United States v. Navarrette-Aguilar, 2015 WL 9463075 (9th Cir. Dec. 28, 2015), decision available here.

Players: Great decision by Judge Paez, joined by Judges Fisher and Ikuta.

Facts: Among other crimes, Navarette was charged with conspiracy to distribute a kilo or more of heroin, which triggered a twenty-year mand-min (Navarette had a prior). Id. 

To build the case the government used information from lower-level dealers to pursue higher-level distributors. Id. Specifically, cops developed snitches to work up the chain to Navarette. The government introduced 274 grams of heroin at trial. Id. at *2. The cooperators testified about the number of times they purchased heroin from Navarette, and the quantities involved. Id. at *3. The district court and Ninth agreed that this testimony was “vague.” Id. at *4.

The jury found Navarette conspired to distribute a kilo or more. Id. at *5. In denying the Rule 29, the court found the jury could have inferred, from a pattern of dealing, a “preexisting agreement to distribute at least a kilogram of heroin.” Id. at *6.

Issue(s): “Navarrette argues that substantial evidence did not support the jury's quantity finding. The evidence of historical transactions adduced did not amount to one kilogram. Navarrette maintains that when the district court denied his motions for judgment of acquittal, it erred in determining that the pattern of transactions permitted the jury to conclude that members of the conspiracy would have eventually distributed one kilogram of heroin.” Id. at *1.

Held:Even if some hypothetical pattern of transactions were consistent and clear enough to infer a preexisting agreement to surpass a certain quantity, such is not the pattern before us. While the testimony of [the cooperators] could prove repeated transactions over a period of eight weeks, the testimony did not show any consistency in those transactions, either with respect to amount or to frequency, from which a jury could reasonably infer an agreement to distribute a kilogram of heroin. This conclusion is underscored by the vague and equivocal nature of the testimony itself. Both witnesses at points contradicted themselves, and Burns repeatedly indicated that his memory was unreliable. Even construing the evidence in the light most favorable to the prosecution, the purchases in this case appear to have been ad hoc, and dependent on the level of demand at any given moment. . . . . 

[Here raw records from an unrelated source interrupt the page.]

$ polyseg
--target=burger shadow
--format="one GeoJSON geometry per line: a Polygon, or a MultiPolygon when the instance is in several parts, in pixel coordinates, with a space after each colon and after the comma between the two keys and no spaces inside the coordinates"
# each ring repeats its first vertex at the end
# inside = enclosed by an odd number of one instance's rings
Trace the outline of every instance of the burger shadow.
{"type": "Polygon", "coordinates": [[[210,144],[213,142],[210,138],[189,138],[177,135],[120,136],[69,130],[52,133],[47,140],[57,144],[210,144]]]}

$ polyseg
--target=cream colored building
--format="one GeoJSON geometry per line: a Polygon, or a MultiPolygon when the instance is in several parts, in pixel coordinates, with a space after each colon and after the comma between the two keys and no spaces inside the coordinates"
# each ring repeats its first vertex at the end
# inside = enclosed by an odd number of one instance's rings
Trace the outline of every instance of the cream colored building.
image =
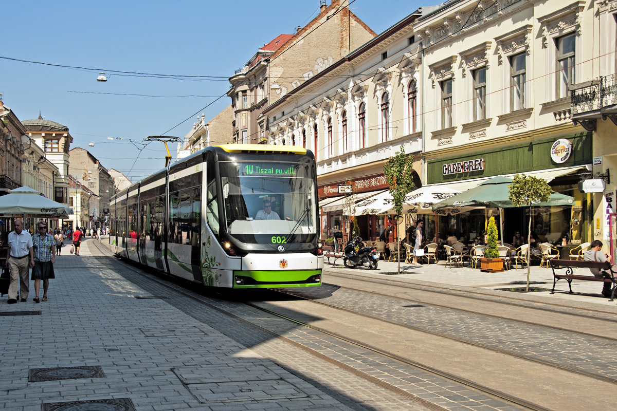
{"type": "Polygon", "coordinates": [[[230,78],[234,142],[267,141],[266,108],[375,36],[349,10],[348,0],[332,0],[295,34],[280,35],[264,45],[230,78]]]}
{"type": "MultiPolygon", "coordinates": [[[[347,182],[358,199],[387,189],[384,164],[401,146],[413,156],[414,180],[420,184],[421,60],[413,24],[421,14],[421,9],[405,17],[264,110],[270,144],[304,147],[314,153],[323,201],[340,195],[337,186],[347,182]]],[[[341,206],[322,214],[324,237],[337,229],[348,230],[341,206]]],[[[376,216],[357,221],[364,238],[378,236],[386,224],[376,216]]]]}
{"type": "Polygon", "coordinates": [[[186,133],[181,143],[178,143],[176,160],[180,160],[210,145],[229,144],[233,142],[233,110],[231,105],[205,122],[205,115],[193,123],[193,128],[186,133]]]}
{"type": "MultiPolygon", "coordinates": [[[[592,238],[605,244],[604,251],[617,256],[617,1],[585,4],[582,36],[586,41],[577,54],[581,68],[571,87],[572,120],[593,133],[593,169],[589,178],[600,186],[592,194],[592,238]],[[605,186],[602,190],[602,185],[605,186]],[[611,240],[612,243],[611,243],[611,240]]],[[[613,259],[613,261],[615,261],[613,259]]]]}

Moreover, the testimony given at trial revealed that the whole arrangement was temporary and unstable. . . . Speculation cannot constitute substantial evidence.” Id. at *9-*10 (citation omitted).

Of Note: The Ninth upheld questioning about Navarette’s drug prior, because his sister’s testimony had “opened the door” to that evidence. Id. at *11. “Opening the door” is a particularly dangerous little concept, grounded in no evidentiary rule. See generally United States v. Wales, 977F.2d 1323, 1328-29 (9th Cir. 1992) (Kozinski, J., concurring in part.) (“This ‘opening the door’ doctrine has a certain common-sense appeal, but where is it to be found in the Rules of Evidence? I'm aware of no authority for admitting inadmissible evidence just because we think turnabout is fair play.”) 

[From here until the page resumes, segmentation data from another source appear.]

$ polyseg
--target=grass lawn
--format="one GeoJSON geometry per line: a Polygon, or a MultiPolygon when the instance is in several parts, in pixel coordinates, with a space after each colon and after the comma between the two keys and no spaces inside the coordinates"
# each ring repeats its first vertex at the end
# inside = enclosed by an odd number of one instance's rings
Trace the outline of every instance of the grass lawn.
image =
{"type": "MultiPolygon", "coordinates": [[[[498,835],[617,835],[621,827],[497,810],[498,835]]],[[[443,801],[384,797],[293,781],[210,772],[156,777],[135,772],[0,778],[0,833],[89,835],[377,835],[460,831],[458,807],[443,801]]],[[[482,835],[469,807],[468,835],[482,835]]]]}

Give Navaratte to defense witnesses, to warn of the consequences of well-meaning assertions (here, the sister volunteered that “she knew her brother was not involved in drugs).  

How to Use: Maybe Navarette would have dealt a kilo, posits the government, had the conspiracy not been interrupted? Judge Paez explains that this theory doesn’t cut it. “[T]he argument that the co-conspirators would have distributed one kilogram if it had not been interrupted potentially allows a quantity finding to stand upon what Navarrette would have continued to do, which, to the extent these hypothesized future bad acts were not captured by an agreement within the charged period, is clearly improper . . . Such a theory impermissibly invites the jury to speculate as to the amount of heroin involved in the conspiracy.” Id. at *10 (internal quotations and citations omitted). This discussion in Navaratte is a useful rejection of speculative conspiracy theories, used to stretch for mand-min drug amounts.
For Further Reading: On January 8, 2016, the Sentencing Commission will be meeting. Topics include a possible vote on the crime of violence amendment. See agenda here. 

The C.O.V. amendment to Section 4B.2 seems certain, at some point – but the big question is whether the amendment will be retroactive. For public comment on the proposed amendment, see the Commission’s page here.